Le silence se fit entre Severus et Lily, qui continuaient à se regarder sans oser dire un mot. Enfin, Severus parvint à ouvrir la bouche.

« Lily, je … Je suis désolé. »

Lily eut un sourire triste, empli de fatalisme et de nostalgie.

« Ça va. Ça ira. J'aurais peut-être pu ...

- Non. Ça ne va pas, fit-il d'un ton ferme. Et non, tu n'aurais pas pu ou dû ou je ne sais quoi. Tu as essayé de m'aider. Tu as fait ce que tu pouvais. C'est moi. C'est moi qui n'ai pas écouté. Tu n'as rien à te reprocher. C'est moi qui suis désolé. »

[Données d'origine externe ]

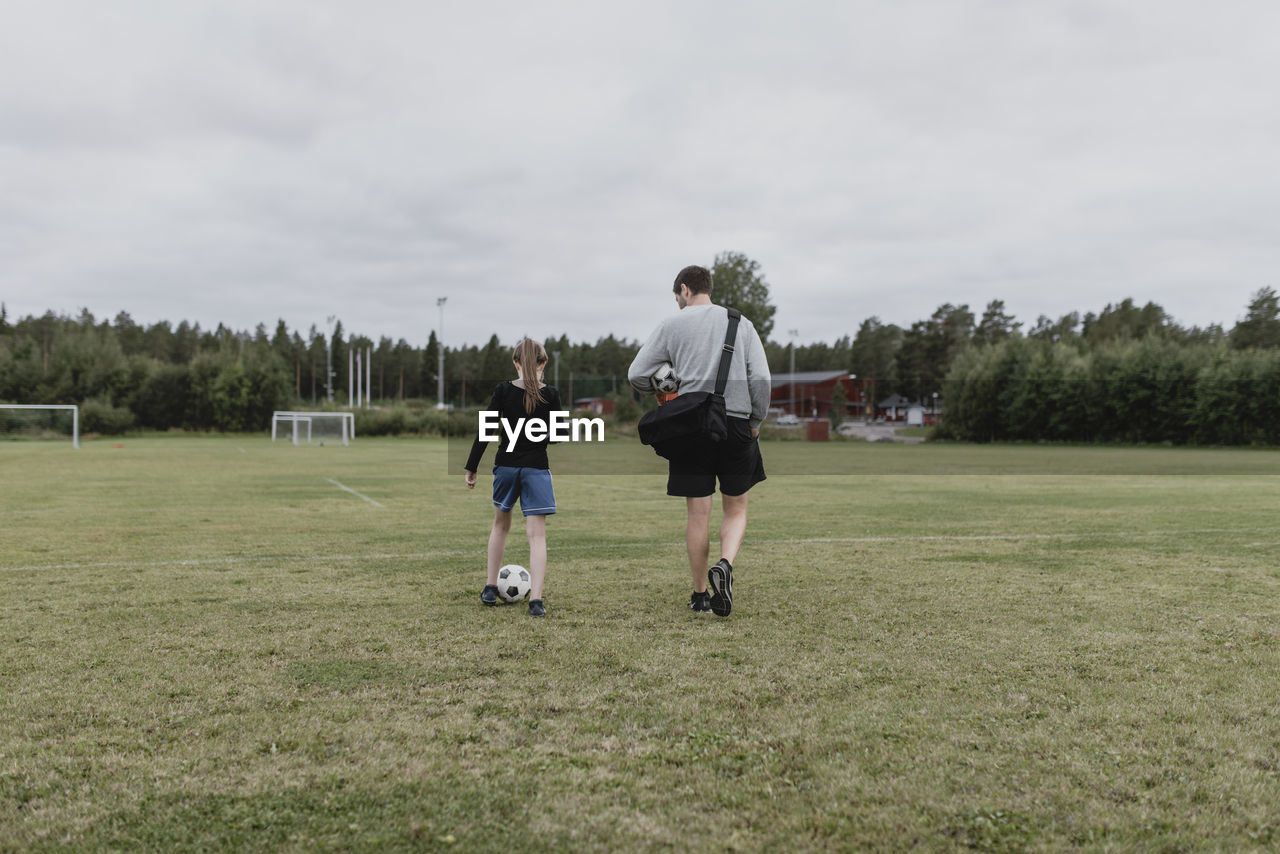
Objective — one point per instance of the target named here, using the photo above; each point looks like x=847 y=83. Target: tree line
x=993 y=375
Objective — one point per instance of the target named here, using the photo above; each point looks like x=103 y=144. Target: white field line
x=604 y=547
x=355 y=493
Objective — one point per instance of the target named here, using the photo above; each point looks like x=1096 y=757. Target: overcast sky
x=549 y=167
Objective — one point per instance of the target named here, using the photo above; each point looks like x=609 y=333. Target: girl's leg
x=536 y=529
x=498 y=542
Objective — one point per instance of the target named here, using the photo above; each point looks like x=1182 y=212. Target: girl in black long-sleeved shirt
x=521 y=473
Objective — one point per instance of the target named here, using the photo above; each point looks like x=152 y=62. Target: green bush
x=100 y=416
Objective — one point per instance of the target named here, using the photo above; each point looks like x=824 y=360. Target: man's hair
x=698 y=278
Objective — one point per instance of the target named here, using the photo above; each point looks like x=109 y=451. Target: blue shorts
x=533 y=487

Elle ne le quittait pas des yeux et le contemplait de plus en plus intensément. Il semblait enfin comprendre la peine qu'il lui avait causée lors de leurs dernières années à Poudlard. Enfin, comme si cela la libérait d'un poids qui lui avait pesé pendant toutes ces années, elle murmura en un souffle :

« Merci. »

Severus hocha doucement la tête, puis releva malgré tout un sourcil surpris.

« Ce n'est pas la première fois que je te demande pardon. Pourquoi accepter mes excuses maintenant ? »

Le visage de Lily s'entr'ouvrit d'un sourire timide, un peu plus large que le précédent, et un peu plus joyeux.

« Parce que c'est la première fois que je te crois. »

Alors un poids équivalent à celui de Lily s'envola du cœur de Severus, qui sentit malgré lui ses lèvres se détendre en un sourire.